Como de tantas cosas, de ésta también mi madre tuvo la culpa. No sólo me dio a probar, bebé de cuna, jamón de cerdo ibérico (¡’amón’amoooón!, me oían gritar en las madrugadas); no sólo me sirvió una copa de tinto cuando circundaba mi primer lustro –dicen que me puse platicador y conté entero El doctor Jekyll–, y me inició con ello en un hábito cotidiano al que nomás no le veo fin. No sólo eso: también me llevó a los tacos de guisado del Aloa (Amores esquina Santa Cruz, en la del Valle). Se trata de un localito de mobiliario naranja cincuentero, que atienden desde siempre dos señores con pinta de ser o pareja o hermanos, uno sólo un poco menos adusto que el otro. En los últimos años (estoy hablando de década y media) han agregado a una perrita gordísima y a una señora que, al parecer, sólo sirve aguas. Su pipián me enganchó desde el principio. Es delicado, intensamente aromático y revela un punto más de acelgas de lo que es común. Durante mucho tiempo no quise probar otra cosa; después me acerqué a su feliz taco de pierna horneada y al de cochinita pibil. Ambos son sensacionales. (La mejor cochinita de la ciudad, sin embargo, no está en Aloa. Ese mérito le toca a un carrito que se pone en la plaza Pugibet, sobre la calle Ayuntamiento y a unos pasos del mercado de San Juan, en el Centro. Ya sabemos que las cochinitas chilangas son condenables por muchos defectos: está la que extremó el uso de la naranja agria, está la que usó naranja dulce y apenas un poco de mal vinagre para compensar, está la hecha en olla exprés, la que no usó hojas de plátano... A la de Mi Taco Yucateco prácticamente no se le puede encontrar tacha: hiperprofunda, horneada densamente –aunque su autor se queja de que no puede cavar un buen horno subterráneo en la ciudad, a razón de que su suelo no es caliente como el del Yucatán–, con todos sus elementos en un concierto que atraviesa muchos siglos de cincuenta y dos años y llega hasta nosotros como un recado secreto de los mayas.)
El adicto busca su jalón en cualquier parte.
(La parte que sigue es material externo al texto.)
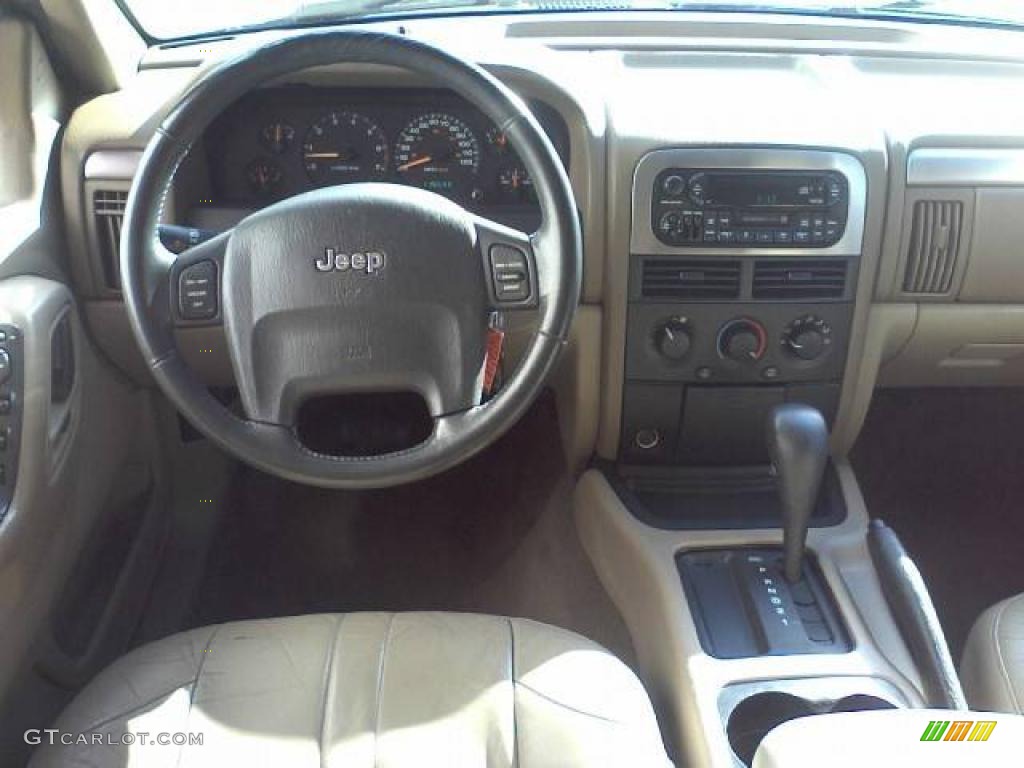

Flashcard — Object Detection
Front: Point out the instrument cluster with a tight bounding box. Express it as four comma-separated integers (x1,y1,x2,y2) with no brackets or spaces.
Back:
204,86,570,230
En la Condesa, por ejemplo, que es sorprendentemente rica en tacos de guisados, souvenir de tiempos previos a la moda y las rentas impagables. Ahí está la carnicería Atlixco, en la esquina que hacen esa calle y Juan Escutia. Cada día cambian de especialidad, la más recordable de las cuales tiene que ser el cerdo en morita de los martes. (De lunes a jueves hay, además, otro taco perfecto: cantidades ingentes de tocino sazonadas con bistec.) Ahí está también El Güero (Ámsterdam casi esquina con Michoacán, reconocible porque su toldo dice solamente HOLA), con muchos guisados vegetarianos –ojo a los nopales y a los huauzontles– y la increíble densidad del chorizo verde, que sirven con guacamole, frijoles líquidos y queso fresco; y Richard, una camioneta que se estaciona en la esquina de Tamaulipas y Alfonso Reyes. Hay que ir en lunes o miércoles, cuando lleva un bistec espesísimo en salsa roja. (Cuidado con la salsa verde: la memoria de su ardor dura varios días.)
En la Roma no hay vuelta de hoja: El Jarocho es imperdible. Lo abrieron en 1947, una pulguita de local; hoy es un pequeño emporio taquero. Cada día tienen a la mano treinta guisados –no son baratos, pero de ocho a once de la mañana, cuando la combinación de cruda y hambre es más severa, despachan al dos por uno–; los más memorables: el de médula levantamuertos, el de machaca con huevo y el de manita de cerdo. En Coyoacán el Everest taquero está en la esquina de Melchor Ocampo y Francisco Sosa, en una tiendita insignificante de nombre San José, cuyo chef propietario (un toluqueño de la Perra Brava) prepara una moronga alucinada y el mejor chicharrón en salsa verde, puro gordo imbuido de sabor, del que yo tenga memoria. (También hay tortas frías de un queso de puerco de veras, con cartílagos de oreja o trompa que resisten deliciosamente a la mordida.) Y en el Centro, finalmente, está Beatriz (Uruguay casi con Bolívar). Fundado en 1907, es chiquito, verde, sucio, abandonado del progreso y exquisito. Tortillas recién hechas, mole verde penetrante, rellena profunda, carnitas rosas rosas... Comer ahí es un poco comer fuera del tiempo; es, de alguna forma, salvar a un México de la muerte y el olvido. (A propósito, no confundir con esta Beatriz.)
Colesterol a tope, cachete ponedor, panza circular: qué importan los altos costos de mi adicción. Tacos, se lo suplico, justifíquenme, acudan a mis labios en el postrer momento.